The volumeMounts field specifies where inside the container to mount the stage volume. This specification remains same for both the stage volume implementations.
访问控制要求¶
服务的所有者角色是用于创建服务的角色。这也是服务在与 Snowflake 交互时使用的角色。所有者角色确定授予应用程序容器访问已挂载暂存区的权限。所有者角色必须对暂存区具有 READ 权限。
If the owner role doesn't have the WRITE privilege on a stage, the mount for that stage is read-only. That is, the containers can only read the files from the stage. The owner role needs the WRITE privilege on a stage for the stage mount to support both read and write.
Guidelines when using stage volumes¶
This section provides you with guidelines to follow when you implement application code in which containers use stage volumes.
Common guidelines for both implementations of stage volumes¶
暂存区挂载针对顺序读写进行了优化。
暂存区挂载 I/O 操作的延迟可能高于容器文件系统和块存储卷上的 I/O 操作。您应始终检查 I/O 操作的状态码,以确保它们成功。
Stage mounts upload file updates asynchronously. Changes to files on a stage mount are only guaranteed to be persisted to the stage after the file descriptor is successfully closed or flushed.

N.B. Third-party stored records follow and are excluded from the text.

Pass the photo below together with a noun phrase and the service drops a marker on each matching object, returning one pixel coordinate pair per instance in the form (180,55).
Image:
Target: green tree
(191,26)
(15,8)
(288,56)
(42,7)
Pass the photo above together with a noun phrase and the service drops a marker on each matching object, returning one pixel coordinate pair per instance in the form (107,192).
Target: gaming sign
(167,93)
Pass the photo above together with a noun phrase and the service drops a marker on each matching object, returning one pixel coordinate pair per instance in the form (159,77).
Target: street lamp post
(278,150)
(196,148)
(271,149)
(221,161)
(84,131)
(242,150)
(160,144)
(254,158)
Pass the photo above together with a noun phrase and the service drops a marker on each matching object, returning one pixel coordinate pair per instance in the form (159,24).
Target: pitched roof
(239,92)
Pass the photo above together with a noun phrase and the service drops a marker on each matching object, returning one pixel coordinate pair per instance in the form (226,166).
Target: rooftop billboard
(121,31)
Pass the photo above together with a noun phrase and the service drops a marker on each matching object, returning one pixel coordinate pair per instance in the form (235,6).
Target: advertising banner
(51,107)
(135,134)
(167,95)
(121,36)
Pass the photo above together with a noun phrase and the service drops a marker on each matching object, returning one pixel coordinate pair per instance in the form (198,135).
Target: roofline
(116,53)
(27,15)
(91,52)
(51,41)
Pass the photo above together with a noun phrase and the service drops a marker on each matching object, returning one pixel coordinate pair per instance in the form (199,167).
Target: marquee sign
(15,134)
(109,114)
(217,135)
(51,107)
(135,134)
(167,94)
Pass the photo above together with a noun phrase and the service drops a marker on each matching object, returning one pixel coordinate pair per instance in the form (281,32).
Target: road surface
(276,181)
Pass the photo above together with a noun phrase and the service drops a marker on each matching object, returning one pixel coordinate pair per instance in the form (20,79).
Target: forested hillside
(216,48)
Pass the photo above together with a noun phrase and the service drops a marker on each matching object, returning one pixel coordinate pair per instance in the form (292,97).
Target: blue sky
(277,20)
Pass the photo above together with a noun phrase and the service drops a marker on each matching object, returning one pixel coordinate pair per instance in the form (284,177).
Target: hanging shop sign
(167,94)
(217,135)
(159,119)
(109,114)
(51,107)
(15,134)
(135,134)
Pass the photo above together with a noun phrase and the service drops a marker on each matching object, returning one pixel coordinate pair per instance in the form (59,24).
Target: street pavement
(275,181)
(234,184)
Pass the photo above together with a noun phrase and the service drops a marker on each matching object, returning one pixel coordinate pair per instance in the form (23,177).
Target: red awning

There might be a delay before the changes to files on a stage mount become visible to other containers and Snowflake.
已挂载暂存区中的每个目录应包含少于 100,000 个文件。预计
readdir延迟会随着目录中文件数量的增加而增加。
Guidelines when using the generally available version of the stage volume implementation¶
避免在暂存区挂载中同时写入多个文件。
Stage mount isn't a network file system. Don't use stage mounts for multi-client coordination.
不要同时打开同一个文件的多个句柄。使用打开的文件句柄进行读取或写入操作,但不能将两者混用。要在写入文件后读取文件,请关闭该文件,然后在读取之前重新打开该文件。
Guidelines when using the new preview version of the stage volume implementation¶
Concurrent writes to the same file from multiple stage mounts --- same stage volume mounted on different containers --- aren't recommended.
The absence of a local disk cache improves consistency across mounts. File changes are flushed directly to the backing stage upon closing the file, with no local disk buffering. Reads always return the latest data, making the new stage mount better for sharing data between services.
Read and write data in large, contiguous chunks for optimal performance. The performance penalty for small reads and writes when compared to the generally available stage volume implementation, can mitigate the performance gains from the new implementation.
Limitations when using stage volumes¶
This section describes limitations you should be aware of when you implement application code in which containers use stage volumes. If you encounter any issues with these limits, contact your account representative.
Common limitations for both implementations of stage volumes¶
You can only mount a stage or a subdirectory in a stage; for example, @my_stage,
@my_stage/folder. You can't mount a single file in a stage; for example,@my_stage/folder/file.External stages aren't supported. Only Snowflake internal stages are supported.
A maximum of 5 stage volumes is allowed per service. For more information, see spec.volumes.
每个计算池节点最多支持 8 个暂存区卷。Snowflake 管理每个节点的暂存区挂载限制,与管理内存、CPU 和 GPU 的方式类似。当现有节点无法支持所请求的暂存区挂载时,启动新的服务实例可能会导致 Snowflake 启动新节点。
暂存区挂载不是完全 POSIX 兼容的文件系统。例如:
文件和目录重命名不是原子的。
不支持硬链接。
The Linux kernel subsystem inode notify (
inotify) that monitors changes to file systems doesn't work on stage mounts.
Limitations when using the generally available version of the stage volume implementation¶
The stage volume capabilities vary depending on the cloud platform for your Snowflake account:
Accounts on AWS support internal stages with both SNOWFLAKE_FULL and SNOWFLAKE_SSE stage encryption. For more information, see Internal stage parameters.
Accounts on Azure currently support internal stages with SNOWFLAKE_SSE encryption. When you run CREATE STAGE, use the ENCRYPTION parameter to specify the encryption type:
CREATE STAGE my_stage ENCRYPTION = (TYPE = 'SNOWFLAKE_SSE');Accounts on Google Cloud aren't supported.
Concurrent writes to the same file from multiple stage mounts --- that is, the same stage volume mounted on different containers --- aren't supported.
Limitations when using the new preview version of the stage volume implementation¶
Random writes, and file appends aren't supported.
Each stage that is mounted requires 512 MB memory per stage. This means that there is a limitation on the number of stage volumes that can be used based on instance size. Mounting the volume on multiple containers doesn't increase memory consumption.